足を入れ、立ち上がり、数歩歩いてみる。フィット感、ヒールの安定感、つま先のゆとり。そのすべてが、自分の足でしか確かめられません。靴という商品の本質は、物理的な体験に根ざしています。
だから、こう思うのは自然なことです。
「バーチャルタレントが靴を履いたところで、何がわかるのか。足の裏の感覚もない存在が、靴の良さをどうやって伝えるのか」
2026年3月、婦人靴ブランドのダイアナ(DIANA)が、バーチャルタレント・キズナアイをプロモーションモデルに起用しました。パルコを含む全国11店舗での店頭展開、撮り下ろしビジュアル、限定ノベルティ、そしてVRChat向けのスニーカー3Dモデルの無料配布。

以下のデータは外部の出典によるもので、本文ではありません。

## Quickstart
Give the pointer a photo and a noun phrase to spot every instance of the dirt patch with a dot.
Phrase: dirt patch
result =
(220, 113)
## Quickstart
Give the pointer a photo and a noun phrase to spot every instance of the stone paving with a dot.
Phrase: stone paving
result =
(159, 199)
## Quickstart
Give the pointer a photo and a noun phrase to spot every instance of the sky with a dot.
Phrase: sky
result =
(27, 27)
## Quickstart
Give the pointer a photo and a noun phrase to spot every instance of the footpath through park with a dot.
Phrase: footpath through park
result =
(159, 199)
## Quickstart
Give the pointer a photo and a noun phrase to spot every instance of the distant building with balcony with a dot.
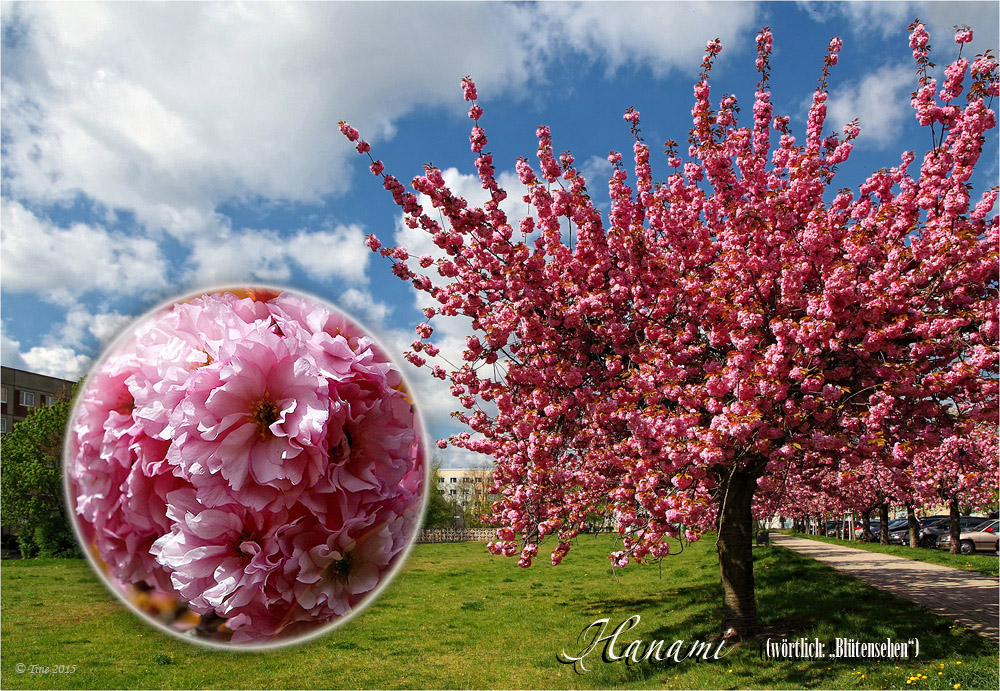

靴ブランドとしては異例のコラボです。
この施策に対して感じる違和感は、間違っていません。実体のない存在に、実体のある商品は売れない。その直感は正しいです。
ただし、施策の設計を見る限り、ダイアナの狙いは単に「靴を売る」ことではなさそうです。
この事例の構造を理解すると、バーチャルタレント起用の判断基準が変わります。「売れるか」ではなく、まったく別の問いが見えてきます。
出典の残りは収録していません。